Nauka nie jest łatwa. Natalka nie mówi, nie chodzi, trudno jej utrzymać pion nawet podczas siedzenia. Jako 11-latka przeszła już operację biodra, wykryto u niej niedoczynność tarczycy. Ma padaczkę i problemy z kręgosłupem. Jednak w tym wszystkim zachowuje cierpliwość i pogodę ducha. Każda godzina takiej czy innej terapii to dla Natalki szansa na większy komfort życia, sprawność i mniej cierpienia. Dlatego rodzice zabiegają wszędzie np. o dodatkowe zabiegi rehabilitacyjne. Najnowsze osiągnięcie, o czym Anna nie omieszkała poinformować na portalu społecznościowym, to pionizator. Coś w rodzaju zewnętrznego stelaża do podtrzymywania ciała. W ten sposób dziewczynka kilka razy dziennie przez 20 minut patrzy na świat z innej niż wózkowa czy łóżkowa perspektywy. Tak jak teraz, gdy po powrocie z OREW-u i po obiedzie ma swoje „pionowe” minuty. Potem będą zabawy, ćwiczenia, odpoczynek. Czas biegnie prędko aż do 19.00. Wtedy są kolacja i kąpiel. O 20.20 ostatnia tego dnia porcja tabletek. Mniej więcej 25 minut później, gdy mama wróci z zumby, wiadomo, że zbliża się sen.

Z miłości

– Wiemy, że przy takich schorzeniach każdy dzień przeżyty z Natalką to dar od Boga – mówi Anna. – Bóg ją nam dał jako radość i światło dla naszego życia.
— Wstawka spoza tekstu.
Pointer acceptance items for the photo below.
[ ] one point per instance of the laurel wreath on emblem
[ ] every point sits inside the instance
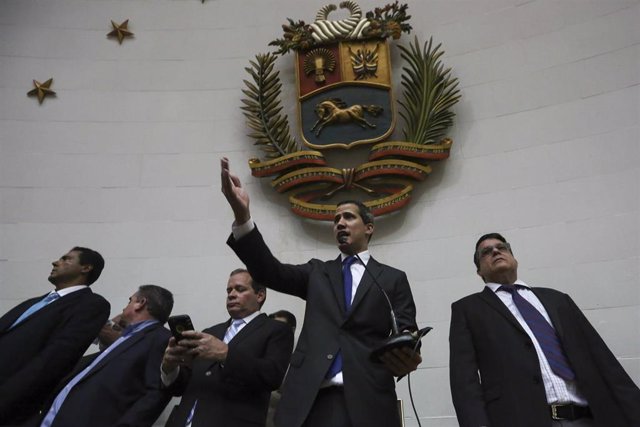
(356, 44)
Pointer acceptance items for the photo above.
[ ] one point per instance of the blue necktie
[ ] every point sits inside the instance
(347, 281)
(232, 331)
(545, 335)
(62, 395)
(35, 307)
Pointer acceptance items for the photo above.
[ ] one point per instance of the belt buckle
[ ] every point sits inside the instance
(554, 412)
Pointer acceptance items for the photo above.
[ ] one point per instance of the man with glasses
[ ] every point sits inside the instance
(527, 357)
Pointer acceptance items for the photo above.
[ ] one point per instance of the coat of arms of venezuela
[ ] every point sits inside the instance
(345, 102)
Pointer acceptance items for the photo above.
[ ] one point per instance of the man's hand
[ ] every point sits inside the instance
(174, 356)
(204, 346)
(236, 195)
(401, 361)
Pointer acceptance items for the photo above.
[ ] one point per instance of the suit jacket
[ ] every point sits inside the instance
(236, 392)
(369, 388)
(123, 389)
(40, 351)
(486, 338)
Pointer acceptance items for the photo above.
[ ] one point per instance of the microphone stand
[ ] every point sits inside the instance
(397, 339)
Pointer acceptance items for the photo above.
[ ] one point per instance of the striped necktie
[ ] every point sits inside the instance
(347, 282)
(35, 307)
(233, 329)
(545, 334)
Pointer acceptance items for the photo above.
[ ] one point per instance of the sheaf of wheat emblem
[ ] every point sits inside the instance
(346, 102)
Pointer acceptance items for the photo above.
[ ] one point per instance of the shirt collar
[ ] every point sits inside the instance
(250, 317)
(495, 286)
(364, 256)
(70, 289)
(136, 327)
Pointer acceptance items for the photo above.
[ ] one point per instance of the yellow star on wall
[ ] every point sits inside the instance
(41, 90)
(120, 31)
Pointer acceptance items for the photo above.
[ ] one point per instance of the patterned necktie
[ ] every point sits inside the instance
(347, 281)
(35, 307)
(545, 335)
(232, 330)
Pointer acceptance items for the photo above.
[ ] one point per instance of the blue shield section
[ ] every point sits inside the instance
(354, 131)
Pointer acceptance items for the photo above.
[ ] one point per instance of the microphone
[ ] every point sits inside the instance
(397, 339)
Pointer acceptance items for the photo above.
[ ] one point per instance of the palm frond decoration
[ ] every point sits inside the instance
(429, 92)
(263, 110)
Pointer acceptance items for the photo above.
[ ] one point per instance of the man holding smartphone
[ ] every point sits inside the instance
(226, 373)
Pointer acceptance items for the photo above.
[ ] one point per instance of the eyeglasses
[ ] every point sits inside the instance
(500, 247)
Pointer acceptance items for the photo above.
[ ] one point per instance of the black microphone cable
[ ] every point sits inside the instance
(394, 326)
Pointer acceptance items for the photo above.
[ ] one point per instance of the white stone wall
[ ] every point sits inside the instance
(125, 159)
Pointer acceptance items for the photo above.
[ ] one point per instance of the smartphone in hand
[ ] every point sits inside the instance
(178, 324)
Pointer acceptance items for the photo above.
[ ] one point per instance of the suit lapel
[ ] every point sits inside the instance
(121, 348)
(249, 328)
(551, 306)
(493, 300)
(7, 321)
(52, 306)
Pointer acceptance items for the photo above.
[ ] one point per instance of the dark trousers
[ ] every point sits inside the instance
(329, 409)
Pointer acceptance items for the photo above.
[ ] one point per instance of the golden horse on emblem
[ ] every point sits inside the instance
(335, 110)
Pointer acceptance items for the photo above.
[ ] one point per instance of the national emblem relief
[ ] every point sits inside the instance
(345, 100)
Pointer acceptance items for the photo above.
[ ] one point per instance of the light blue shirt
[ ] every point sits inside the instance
(60, 398)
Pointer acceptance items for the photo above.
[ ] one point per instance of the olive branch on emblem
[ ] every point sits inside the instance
(429, 93)
(263, 109)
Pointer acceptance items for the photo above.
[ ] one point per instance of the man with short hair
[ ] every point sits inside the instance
(331, 380)
(43, 338)
(226, 373)
(120, 385)
(527, 357)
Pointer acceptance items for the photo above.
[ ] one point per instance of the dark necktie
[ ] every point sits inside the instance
(545, 335)
(347, 281)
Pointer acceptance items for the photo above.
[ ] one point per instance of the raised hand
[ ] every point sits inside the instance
(235, 194)
(204, 346)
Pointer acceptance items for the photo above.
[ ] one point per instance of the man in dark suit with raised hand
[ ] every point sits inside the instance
(43, 338)
(120, 386)
(225, 374)
(527, 357)
(331, 380)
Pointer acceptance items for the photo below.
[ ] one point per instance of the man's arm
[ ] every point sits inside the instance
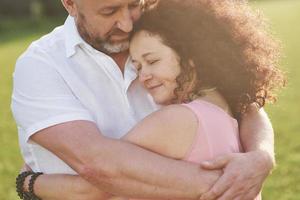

Miłość, której nas uczy, promieniuje na wszystkie inne dziedziny życia. Ma wpływ na nasze relacje z mężem, przyjaciółmi i innymi. Świat ze zdrową Natalką na pewno byłby inny, ale czy lepszy? Tego się nie dowiemy, ale jedno sprawdziliśmy: nasze dziecko otworzyło nas na więcej, o które nawet się nie podejrzewaliśmy – przyznaje Anna.